14. Part III- Describe your planning process. What are the critical factors you take into consideration when planning your lessons?
My planning process usually begins late at night because I am an insomniac and I stay up late into the night putting the pieces of the lesson together. But it starts by asking myself “What do I want them to know?” I look at the State Standards and what academic skills I want them to develop and then I fit that together with the content. I think this is standard for most teachers, though, and is important.
Whatever you teach has to mean something to them or you shouldn’t teach it.
More important however is how the content and skills are presented and put into context for the students.
This is when I ask myself, “How can I make these things valid and meaningful for my students.”
The lesson has to resonate with what they know about the world and what they are experiencing today in order to take root in their minds.
I try to give the lesson an urgency in their life that will make it necessary to them.
A lesson about Chester Arthur is meaningless unless you do this.
Be honest, what do you remember about Chester Arthur?
Exactly!
But Chester Arthur was a friend of Teddy Roosevelt and both felt that the other betrayed a friendship.
Their personal fight changed
America.
Add suffering the betrayal of a true friend and now the lesson has value.
They will listen for the outcome.
They will apply it to their lives because the live in the roiling world of high school friendships.
Now talking about their friendships, their lives and their families becomes the lesson and furthers our learning.
This is what I try to do every day.
In time, my classes will start trying to guess how I am going to connect the lesson to their lives. It is sort of a game that we play, but it is really them learning to make their own connections without me playing a hand in it. I have gained some of the most useful information I possess by listening to the ways that they connect the information to their lives.
At the core of teaching today is the need to know who you are teaching. Who is in the seats in front of you? I don’t mean their names and their faces, or even what year they are in school. I want to know what their goals are and what keeps them up at night so that I can provide them with options and ways of achieving a solution or making their dreams real. So a large part of planning my lessons involves gathering and then using what I have gathered.
14. Part IV- What do you see as the single greatest impediment to your influencing the development of the children in the classroom? What do you do to overcome it?
The greatest difficulty to overcome in teaching is how effective the world is at grabbing everyone’s attention today. Advertising is intelligent and flashy. The media target markets to particular groups. TV shows are racy and compelling. The internet is teeming with exciting things to do and see. It is all so endless. You can’t finish it. Cell phones, laptops and I-pods allow people to carry all of that with them where ever they go. So when we are in class the internet, music and movies are right there in their bags and purses. Their friends and families are within arms reach.
In order to wrench their attention away from their lives for an hour we need to be powerful enough to compete with their I-pods and phones. We are not just hoping that they go home, turn off the TV and do their homework. We are hoping they turn it off in class. We have to push ourselves to be more necessary than the media is. We have to get their attention and show them that we are going to teach them something compelling and necessary every day.

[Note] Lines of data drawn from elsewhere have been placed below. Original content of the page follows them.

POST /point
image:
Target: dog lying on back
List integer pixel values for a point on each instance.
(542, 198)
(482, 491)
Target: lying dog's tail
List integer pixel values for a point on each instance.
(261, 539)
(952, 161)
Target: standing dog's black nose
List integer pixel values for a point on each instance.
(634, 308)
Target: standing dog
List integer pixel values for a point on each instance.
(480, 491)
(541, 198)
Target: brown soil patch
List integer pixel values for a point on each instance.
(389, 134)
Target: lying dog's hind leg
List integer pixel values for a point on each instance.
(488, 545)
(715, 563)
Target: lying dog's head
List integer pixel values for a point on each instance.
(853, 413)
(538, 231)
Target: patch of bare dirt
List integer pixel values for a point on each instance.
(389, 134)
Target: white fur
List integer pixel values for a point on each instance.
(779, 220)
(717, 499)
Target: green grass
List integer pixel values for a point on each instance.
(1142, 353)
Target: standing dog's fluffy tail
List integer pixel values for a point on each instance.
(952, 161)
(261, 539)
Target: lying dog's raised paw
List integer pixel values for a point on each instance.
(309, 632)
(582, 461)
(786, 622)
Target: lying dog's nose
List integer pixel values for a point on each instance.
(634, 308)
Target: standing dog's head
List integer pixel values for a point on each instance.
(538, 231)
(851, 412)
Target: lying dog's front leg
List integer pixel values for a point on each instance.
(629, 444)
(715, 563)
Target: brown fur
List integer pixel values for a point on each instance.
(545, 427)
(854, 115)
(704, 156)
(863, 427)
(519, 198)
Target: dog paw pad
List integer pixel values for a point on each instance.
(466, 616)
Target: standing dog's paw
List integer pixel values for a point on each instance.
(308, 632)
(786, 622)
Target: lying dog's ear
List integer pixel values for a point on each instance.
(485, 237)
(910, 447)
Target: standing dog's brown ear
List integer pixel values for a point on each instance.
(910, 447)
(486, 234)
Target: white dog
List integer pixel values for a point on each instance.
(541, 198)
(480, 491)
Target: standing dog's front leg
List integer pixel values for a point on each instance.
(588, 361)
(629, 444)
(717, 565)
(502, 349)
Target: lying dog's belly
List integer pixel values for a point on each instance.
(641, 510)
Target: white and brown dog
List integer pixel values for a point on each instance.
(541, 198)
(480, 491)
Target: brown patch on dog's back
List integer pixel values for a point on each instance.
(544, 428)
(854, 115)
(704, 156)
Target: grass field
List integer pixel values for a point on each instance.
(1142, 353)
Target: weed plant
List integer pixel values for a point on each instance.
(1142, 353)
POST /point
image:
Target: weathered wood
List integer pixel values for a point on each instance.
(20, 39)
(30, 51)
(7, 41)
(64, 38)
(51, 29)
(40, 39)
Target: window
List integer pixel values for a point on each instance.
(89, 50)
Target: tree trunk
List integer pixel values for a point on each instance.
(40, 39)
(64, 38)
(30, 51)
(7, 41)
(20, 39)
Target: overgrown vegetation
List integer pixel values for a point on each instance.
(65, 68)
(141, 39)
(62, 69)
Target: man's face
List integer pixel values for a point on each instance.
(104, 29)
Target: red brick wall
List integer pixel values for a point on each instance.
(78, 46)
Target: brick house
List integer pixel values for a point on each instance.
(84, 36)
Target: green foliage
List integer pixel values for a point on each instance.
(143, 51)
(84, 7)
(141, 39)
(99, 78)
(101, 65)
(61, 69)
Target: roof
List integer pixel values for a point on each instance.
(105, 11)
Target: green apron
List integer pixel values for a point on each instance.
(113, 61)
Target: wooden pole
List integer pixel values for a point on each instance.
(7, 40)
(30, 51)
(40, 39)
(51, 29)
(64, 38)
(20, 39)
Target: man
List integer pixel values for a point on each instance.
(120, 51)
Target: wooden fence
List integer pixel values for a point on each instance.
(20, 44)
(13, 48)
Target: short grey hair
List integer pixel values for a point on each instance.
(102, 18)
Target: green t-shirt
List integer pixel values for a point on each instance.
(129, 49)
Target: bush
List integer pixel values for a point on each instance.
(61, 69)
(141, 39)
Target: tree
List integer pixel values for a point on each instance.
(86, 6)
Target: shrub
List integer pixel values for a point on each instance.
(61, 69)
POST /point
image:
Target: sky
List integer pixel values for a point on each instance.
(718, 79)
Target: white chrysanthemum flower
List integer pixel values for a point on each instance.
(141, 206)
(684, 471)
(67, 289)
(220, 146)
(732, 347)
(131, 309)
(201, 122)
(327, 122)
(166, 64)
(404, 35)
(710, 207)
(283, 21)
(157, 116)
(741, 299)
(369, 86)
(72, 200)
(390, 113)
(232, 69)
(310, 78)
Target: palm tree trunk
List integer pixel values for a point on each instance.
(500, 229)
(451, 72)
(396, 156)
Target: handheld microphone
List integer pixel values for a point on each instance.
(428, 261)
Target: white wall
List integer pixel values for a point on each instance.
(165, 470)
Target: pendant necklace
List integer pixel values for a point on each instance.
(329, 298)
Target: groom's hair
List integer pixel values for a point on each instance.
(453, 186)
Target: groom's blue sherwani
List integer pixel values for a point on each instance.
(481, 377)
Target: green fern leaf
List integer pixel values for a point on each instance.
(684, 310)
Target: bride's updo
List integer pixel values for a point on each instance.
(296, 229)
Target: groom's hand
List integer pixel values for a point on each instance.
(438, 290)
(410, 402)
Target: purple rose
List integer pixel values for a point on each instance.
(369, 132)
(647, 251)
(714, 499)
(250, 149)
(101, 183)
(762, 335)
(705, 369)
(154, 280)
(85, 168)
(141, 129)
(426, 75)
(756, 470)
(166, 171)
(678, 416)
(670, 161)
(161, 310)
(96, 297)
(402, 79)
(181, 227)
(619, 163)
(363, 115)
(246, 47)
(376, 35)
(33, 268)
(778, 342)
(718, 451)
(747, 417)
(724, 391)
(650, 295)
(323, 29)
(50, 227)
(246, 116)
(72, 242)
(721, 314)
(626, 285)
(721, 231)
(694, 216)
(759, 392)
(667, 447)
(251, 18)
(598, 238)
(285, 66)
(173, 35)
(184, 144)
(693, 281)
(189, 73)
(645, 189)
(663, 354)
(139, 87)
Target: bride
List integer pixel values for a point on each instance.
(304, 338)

We can be better teachers and we can be more effective by setting the bar higher for ourselves. We don’t just need to teach a sound lesson. We need to market it to them. We need to know their needs and show them how what we have is the answer to their life’s problems. But even more so, we need to make sure that it really is the answer to their problems. That can be hard but we can do it.
We can teach them about the media today and how it works. We can dissect popular culture. Ultimately we can show them how the forces all around them effect them and play a role in their lives so that they can operate autonomously in a society hell bent on influencing them in everyway possible.
And it doesn’t hurt to have fun while you are doing it.